Prime Minister Ahmet Davutoglu has declared that Turkish-Serbian friendship will guarantee long-term peace in the Balkans following his meeting with Serbian Prime Minister Aleksandar Vucic in Belgrade.
Davutoglu said, “Ones could try to provoke the Serbs against the Turks and the Turks against the Serbs. Prejudices could be created, but our expectation from business world is to break down these prejudices making the friendship between Turkey and Serbia backbone of the Balkans peace,” speaking during a dinner organised by the Turkey-Serbia Business Forum on Monday.

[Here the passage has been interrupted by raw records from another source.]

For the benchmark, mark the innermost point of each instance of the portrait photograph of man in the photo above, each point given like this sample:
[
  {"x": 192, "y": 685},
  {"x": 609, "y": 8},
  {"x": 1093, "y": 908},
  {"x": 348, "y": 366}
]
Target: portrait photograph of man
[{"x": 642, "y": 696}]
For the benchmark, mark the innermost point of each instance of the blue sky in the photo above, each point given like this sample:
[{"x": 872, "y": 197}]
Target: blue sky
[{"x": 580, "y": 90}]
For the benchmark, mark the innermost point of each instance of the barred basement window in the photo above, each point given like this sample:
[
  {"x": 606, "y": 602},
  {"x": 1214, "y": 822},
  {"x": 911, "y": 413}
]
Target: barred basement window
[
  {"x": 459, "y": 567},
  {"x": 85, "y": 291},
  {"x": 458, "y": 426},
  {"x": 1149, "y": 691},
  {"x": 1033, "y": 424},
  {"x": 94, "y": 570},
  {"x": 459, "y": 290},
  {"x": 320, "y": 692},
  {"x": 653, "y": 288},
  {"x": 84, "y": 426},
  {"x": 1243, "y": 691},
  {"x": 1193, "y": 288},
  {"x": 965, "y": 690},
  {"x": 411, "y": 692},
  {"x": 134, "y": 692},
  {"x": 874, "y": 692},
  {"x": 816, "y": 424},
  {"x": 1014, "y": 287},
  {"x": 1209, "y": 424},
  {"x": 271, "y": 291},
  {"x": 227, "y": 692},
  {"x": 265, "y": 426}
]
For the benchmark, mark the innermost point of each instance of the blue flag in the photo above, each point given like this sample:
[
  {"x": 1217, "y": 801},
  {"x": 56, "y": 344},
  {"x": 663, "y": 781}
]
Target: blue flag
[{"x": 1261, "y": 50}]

“We have a resolute stance concerning this friendship. Turkey holds such a vision toward Serbia. Our demand from your community [Turkey-Serbia Business Forum] is to project this togetherness created by our political will into economic life,” Turkish prime minister stated.
He also informed that the countries “have decided on formation of a high-level cooperation council between Turkey and Serbia," according to Turkey’s Anadolu Agency.
Turkish-Serbian relations go centuries back, having a complicated state of affairs with ups and downs. Both nations had long lived under the Ottoman Empire tutelage after Serbia had been a part of the Empire in the 16th century.
“If the Turks and Serbs stand shoulder to shoulder, it will surely be the best message we could give to the people of the Balkans,” Davutoglu emphasised.
He pointed out that the best way toward peace has been going through economic interdependence between the two countries indicating that Turkey would like to sustain the existing political mechanism regarding the Trilateral Summit of Turkey, Serbia, and Bosnia and Herzegovina.
The trilateral mechanism was a start in 2010 in Turkey, after the three countries held extensive talks on common issues.
During the first summit in April 2010, the respective foreign ministers of Bosnia and Herzegovina and Serbia had reportedly met in an exceptional framework, after the Bosnian war, as a result of intensive efforts of Turkey.
The Serbian Parliament previously accepted a resolution on March 30, 2010 condemning the Srebrenica genocide committed by the predecessor Serbian government-affiliated armed groups against Bosnian civilians in July 1995.
The genocide, which was set up under the former Yugoslav leader Slobodan Milosevic and his aide Ratko Mladic, resulted in the death of 8,372 Bosnian Muslims.
Following the critical meeting in 2010, Bosnia and Herzegovina made a decision to appoint its ambassador to Serbia.
Davutoglu underlined at the Serbian capital that “If these three countries have been together, it will be impossible to have a conflict based on sect or ethnicity in the Balkans.”
“If we stay together, we could establish multicultural peace in the Balkans,” he added.